The companies focused on using AI in drug discovery fall into two categories:
- Information engines and disease models inform general drug discovery and can be used by the wider scientific community at the earliest stages of development
- Drug design and optimization vendors produce algorithms design to improve the drug design process and develop candidates from inception through to preclinical testing.
Every biologist understands the concept that proteins are the building blocks of life. Manipulating a protein’s function is often the basis of treatment. Understanding a protein’s structure and how it influences the cell makes up an important part of the drug development pathway. But a quick method of accurately deducing a protein’s structure has proved elusive for scientists, who currently spend years in the lab trying to narrow down potential formations. The CASP (Critical Assessment of Structural Prediction) competition, a worldwide community experiment that aims to solve this problem, was conceived in 1994. This biennial challenge for computational biologists is used to help benchmark methods to predict the structure of proteins from just an amino acid sequence.
The competition made headlines in 2018, when Google’s Deepmind joined with its AlphaFold program and significantly outstripped previous attempts. Two years later, the results of AlphaFold 2 were even more exciting: the program managed to determine the shape of around two-thirds of proteins with an accuracy comparable to laboratory experiments. Some experts are now postulating that the team may be able to solve problems which previously took years in a matter of days, leading to a transformative effect in the way that diseases are treated.
In a previous post, I mentioned how much of the data from previous experiments with targets or molecules has been collected in a way that makes it hard for analysis. On top of that, medical literature can’t just be fed to an AI to extract insights. It has to be annotated, prioritized and structured before it can be useful to AI. NLP can be helpful, but it has to first be trained to look for the right information and some things, such as the quality of the data being analyzed, is beyond its scope. However, this effort might be worthwhile as there’s a massive number of hidden insights sitting in the current literature.
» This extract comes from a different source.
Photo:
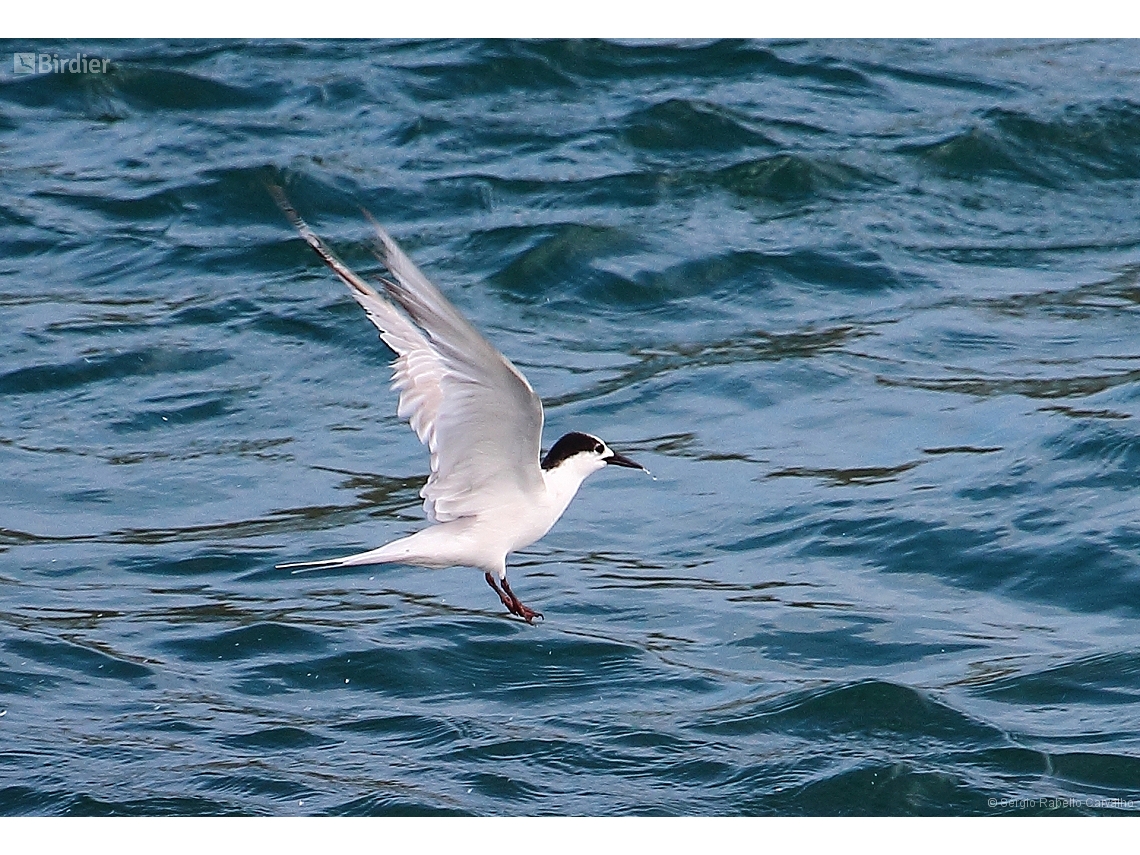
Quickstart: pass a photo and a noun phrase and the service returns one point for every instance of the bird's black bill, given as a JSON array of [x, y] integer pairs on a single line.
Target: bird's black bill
[[619, 459]]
There are emerging machine learning techniques that can help us to prepare data for drug discovery. Machine learning models can be trained to support companies in the life sciences industry and to normalize, index and structure data. AstraZeneca has been using machine learning for R&D, as well as in pathology to review tissue samples more quickly. Labelling data is always time consuming, but it’s even more of a challenge in this case because it can take thousands of tissue sample images to train a model. AstraZeneca uses a machine learning-powered, human-in-the-loop data-labeling and annotation service to automate some of the most tedious portions of this work, resulting in at least 50% less time spent cataloging samples.